10 comments to In the File Marked “You Never Know”

  • I’m not sure I believe in the “all things happen for a reason” theory, because what good reason is there that shitty things happen to people? Even so, I’m still in awe of the randomness of the universe that brings people together, but more importantly, the bonds that keep people together. I’m hoping for a good dose of randomness to come your way soon, with baby girl in hand…

    • iiwii

      I never said “all things happen for a good reason”. And, sometimes out of even the worst situations, something positive emerges (for instance, I’ve been pregnant 7 times and have one living child. Of course I mourn the losses of what might have been, but the road took me to the son I have. I could have never predicted the outcome when I was in the throes of my miscarriages, but here we are. And, further, my losses gave me an even deeper appreciation for what I do have, which is something in and of itself).

      • Sorry, didn’t mean to misquote you. I guess I thought that “good” was sort of implied: one bad thing happens, but good emerges from it. I know what you mean about paths leading you to where you are happy to be; I feel like we ended up with the exact right baby for us after multiple IVFs and losses as well. I guess I’m still suspicious of there being a “greater plan.” For me, the magic is in how we respond to loss and what we make of our lives in spite of it. But my thoughts on that are subject to change :)

  • OHN

    I am a firm believer that everything happens for a reason. We don’t always know right away what the reasons are, but one day that light bulb will come on and you will say “A-HA”.

    Our son came to us because I also shared our desire to adopt. One small conversation led to a miracle.

  • That’s how a friend of mine found her child to adopt. She sent out letters to appropriate parties and one of those dear birthmother letters found their way to the right person. You just never know.

  • Wow….how crazy is that?! I agree, no one crosses our path by accident and you never know what could come of this. When the baby meant for you is ready to come home, all the stars align and the right people, are in the right place, at the right time! Praying that day comes soon…

  • Claire

    Wow! I had no idea where this was going as I was reading it!!!
    What a wonderful woman D is, and what a beautiful coincidink – or something!
    So many things we never would know if we didn’t just connect with one another!
    And I would have been all over that rug if I lived nearby.

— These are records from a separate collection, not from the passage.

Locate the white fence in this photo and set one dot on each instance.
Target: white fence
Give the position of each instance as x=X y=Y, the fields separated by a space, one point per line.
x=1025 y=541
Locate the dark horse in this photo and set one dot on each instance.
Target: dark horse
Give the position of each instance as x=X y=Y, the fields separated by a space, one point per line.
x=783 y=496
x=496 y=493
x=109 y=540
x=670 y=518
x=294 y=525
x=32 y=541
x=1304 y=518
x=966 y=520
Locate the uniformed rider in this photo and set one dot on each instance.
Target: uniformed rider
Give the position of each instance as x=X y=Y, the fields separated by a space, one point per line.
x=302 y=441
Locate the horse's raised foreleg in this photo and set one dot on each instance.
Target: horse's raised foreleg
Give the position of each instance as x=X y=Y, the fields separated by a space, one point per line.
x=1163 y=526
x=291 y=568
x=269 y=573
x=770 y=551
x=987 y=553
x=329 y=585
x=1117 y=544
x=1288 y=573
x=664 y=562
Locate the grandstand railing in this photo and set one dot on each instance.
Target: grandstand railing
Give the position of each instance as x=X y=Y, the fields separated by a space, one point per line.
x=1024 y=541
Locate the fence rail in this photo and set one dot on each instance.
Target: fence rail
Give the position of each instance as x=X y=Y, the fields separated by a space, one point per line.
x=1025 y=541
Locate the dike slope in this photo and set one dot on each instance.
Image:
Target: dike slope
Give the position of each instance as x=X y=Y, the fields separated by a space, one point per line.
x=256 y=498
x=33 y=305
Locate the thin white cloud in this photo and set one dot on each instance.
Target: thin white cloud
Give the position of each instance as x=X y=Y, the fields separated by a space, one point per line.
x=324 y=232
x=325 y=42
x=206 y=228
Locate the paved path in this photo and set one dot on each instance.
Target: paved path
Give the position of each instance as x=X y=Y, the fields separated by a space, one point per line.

Good thing I don’t or you wouldn’t have met D. We could go on with that train of thought all night though:)
    Wanting to comment on all the family stuff and overwhelm, will when I get the chance soon. In the meantime, please hang in there. One breath at a time, one thing and then the next.

  • What a coincidence. You never know what may happen.

  • You definitely never know.


  • That’s remarkable. You never know, indeed–I will be eagerly waiting to hear what, if anything, comes of this. It sure sounds like a ‘meant to be’ meeting to me. Thinking of you, and hoping–oh so much!–that your baby gets placed in your arms very very soon.